I was hoping I could get some input on Pietta revolvers.

I have been thinking about trying BP revolvers. I don't want to spend a lot to try it out, so have been looking at the Pietta 1858 New Army from Cabela's. They are on sale now, for $199.99. I don't want to go with the "kit" as I figure the quality of items included is not that great.

I have handled (not shot) several and they felt O.K.? The finish was not as bad as I had been led to believe.

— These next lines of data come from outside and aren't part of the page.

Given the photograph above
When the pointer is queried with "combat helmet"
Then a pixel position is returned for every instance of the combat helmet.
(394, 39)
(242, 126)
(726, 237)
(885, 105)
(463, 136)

I know there are better guns out there but am curious if I will just be wasting my money?

Any thoughts or problems with the Piettas I should know about?


----------



## alleyyooper (Jul 6, 2007)

I bought mine as a kit way back in the late 1970's from Ye Old Black Powder shope alburn Michigan.
It was of good quailty and has preformed fine for me for many years. It uses #10 caps that can be a problem to find at times but #11 caps can be used if you crimp them on so they do not come off in recoil.

Wow $200.00 bucks, I might shop around and find a used Rugar old army for that kind of money.

 Al


----------



## Captainball (Dec 1, 2010)

I did look at the Rugers briefly but they were running from $450 to $750.


----------



## alleyyooper (Jul 6, 2007)

For the Rugars the key word is used. Look on gunbroker.com

 Al


----------